In this industry, sometimes people become obsessed with "being right" or "proven right" - which is likely a natural behavioral tendency. But I agree with Druckenmiller, it doesn't matter if you're right or wrong. When utilized skillfully, portfolio management has the ability to amplify correctness and mute errors.
When To Buy, When To Sell, Sizing
“Soros has taught me that when you have tremendous conviction on a trade, you have to go for the jugular. It takes courage to be a pig. It takes courage to ride a profit with huge leverage. As far as Soros is concerned, when you’re right on something, you can’t own enough.”
Making Mistakes, When To Sell
“Soros is also the best loss taker I’ve ever seen. He doesn’t care whether he wins or loses on a trade. If a trade doesn’t work, he’s confident enough about his ability to win on other trades that he can easily walk away from the position. There are a lot of shoes on the shelf; wear only the ones that fit. If you’re extremely confident, taking a loss doesn’t bother you.”
Closing out a losing position takes a lot of courage. It is usually a task that is easier said than done because it goes against our natural psychological tendency to avoid confronting or admitting our mistakes. The act of selling a losing position echoes of finality – no hope for a brighter outcome just around the corner, no possibility of savaging the situation.
However, there are also benefits. As Druckenmiller points out, it lets you walk away to fight another day – perhaps at an easier battle. Also, it frees up mental and time capacity in not having to babysit that losing position.

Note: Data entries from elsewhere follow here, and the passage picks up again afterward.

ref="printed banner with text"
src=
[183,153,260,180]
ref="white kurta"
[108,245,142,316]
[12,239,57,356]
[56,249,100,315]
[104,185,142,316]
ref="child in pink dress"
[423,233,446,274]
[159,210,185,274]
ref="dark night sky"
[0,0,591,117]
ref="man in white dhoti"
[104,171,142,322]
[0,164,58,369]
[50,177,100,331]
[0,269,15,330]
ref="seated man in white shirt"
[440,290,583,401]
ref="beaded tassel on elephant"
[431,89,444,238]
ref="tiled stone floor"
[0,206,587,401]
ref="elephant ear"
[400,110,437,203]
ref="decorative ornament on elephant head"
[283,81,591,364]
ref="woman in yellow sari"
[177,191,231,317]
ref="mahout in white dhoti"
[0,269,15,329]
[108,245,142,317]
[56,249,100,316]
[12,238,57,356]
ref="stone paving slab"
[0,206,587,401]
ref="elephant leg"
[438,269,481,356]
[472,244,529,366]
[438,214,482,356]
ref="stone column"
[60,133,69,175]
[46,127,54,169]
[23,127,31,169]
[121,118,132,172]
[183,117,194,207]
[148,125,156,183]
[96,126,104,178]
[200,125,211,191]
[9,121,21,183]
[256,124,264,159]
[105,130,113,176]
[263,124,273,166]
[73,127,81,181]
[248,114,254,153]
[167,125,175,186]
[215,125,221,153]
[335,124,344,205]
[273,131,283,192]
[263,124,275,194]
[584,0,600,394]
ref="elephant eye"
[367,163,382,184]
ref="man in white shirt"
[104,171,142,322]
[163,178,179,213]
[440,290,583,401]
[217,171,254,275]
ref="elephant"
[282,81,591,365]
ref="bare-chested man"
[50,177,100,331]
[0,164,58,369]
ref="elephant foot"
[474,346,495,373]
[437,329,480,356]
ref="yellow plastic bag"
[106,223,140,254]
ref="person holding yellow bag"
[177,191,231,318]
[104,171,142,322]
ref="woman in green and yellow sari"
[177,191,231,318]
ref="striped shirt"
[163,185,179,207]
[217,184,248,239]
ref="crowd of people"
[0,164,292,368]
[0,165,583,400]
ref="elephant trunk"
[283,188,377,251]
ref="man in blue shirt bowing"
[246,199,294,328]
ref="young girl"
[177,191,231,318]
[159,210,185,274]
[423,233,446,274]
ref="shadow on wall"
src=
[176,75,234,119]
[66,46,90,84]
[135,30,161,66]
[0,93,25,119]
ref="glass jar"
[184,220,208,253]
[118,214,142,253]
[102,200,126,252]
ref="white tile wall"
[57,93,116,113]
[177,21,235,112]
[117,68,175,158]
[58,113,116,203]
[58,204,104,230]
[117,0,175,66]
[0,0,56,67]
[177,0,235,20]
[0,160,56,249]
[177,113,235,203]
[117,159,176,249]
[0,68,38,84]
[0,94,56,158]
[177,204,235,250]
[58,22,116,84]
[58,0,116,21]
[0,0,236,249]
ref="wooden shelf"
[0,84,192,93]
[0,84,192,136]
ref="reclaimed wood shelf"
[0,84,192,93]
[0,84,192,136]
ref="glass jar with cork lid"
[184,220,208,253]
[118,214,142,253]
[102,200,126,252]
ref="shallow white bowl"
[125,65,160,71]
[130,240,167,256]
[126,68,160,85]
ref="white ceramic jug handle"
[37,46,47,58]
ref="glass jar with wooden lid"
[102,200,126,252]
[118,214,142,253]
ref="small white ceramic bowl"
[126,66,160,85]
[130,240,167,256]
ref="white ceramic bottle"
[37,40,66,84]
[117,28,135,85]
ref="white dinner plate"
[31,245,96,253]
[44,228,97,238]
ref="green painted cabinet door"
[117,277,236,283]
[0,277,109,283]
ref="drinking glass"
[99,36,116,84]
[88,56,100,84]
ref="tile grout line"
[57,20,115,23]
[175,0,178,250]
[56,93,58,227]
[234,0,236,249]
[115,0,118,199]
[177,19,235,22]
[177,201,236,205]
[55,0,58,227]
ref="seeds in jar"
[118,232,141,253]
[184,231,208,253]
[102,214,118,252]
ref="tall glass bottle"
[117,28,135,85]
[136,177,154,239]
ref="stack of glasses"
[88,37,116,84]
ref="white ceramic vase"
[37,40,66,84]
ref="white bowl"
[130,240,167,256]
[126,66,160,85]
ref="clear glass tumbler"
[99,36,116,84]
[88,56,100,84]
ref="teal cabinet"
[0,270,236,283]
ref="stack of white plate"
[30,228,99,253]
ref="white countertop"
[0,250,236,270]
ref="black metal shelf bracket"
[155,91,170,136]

Ask yourself honestly: how much time did you spend in the chaotic era of 2008-2009 babysitting losers vs. concentrating on finding new opportunities?
“By mid-1981, stocks were up to the top of their valuation range, while at the same time, interest rates had soared to 19 percent. It was one of the more obvious sell situations in the history of the market. We went into a 50% percent cash position, which, at the time, I thought represented a really dramatic step. Then we got obliterated in the third quarter of 1981…Well, we got obliterated on the 50 percent position we still held.”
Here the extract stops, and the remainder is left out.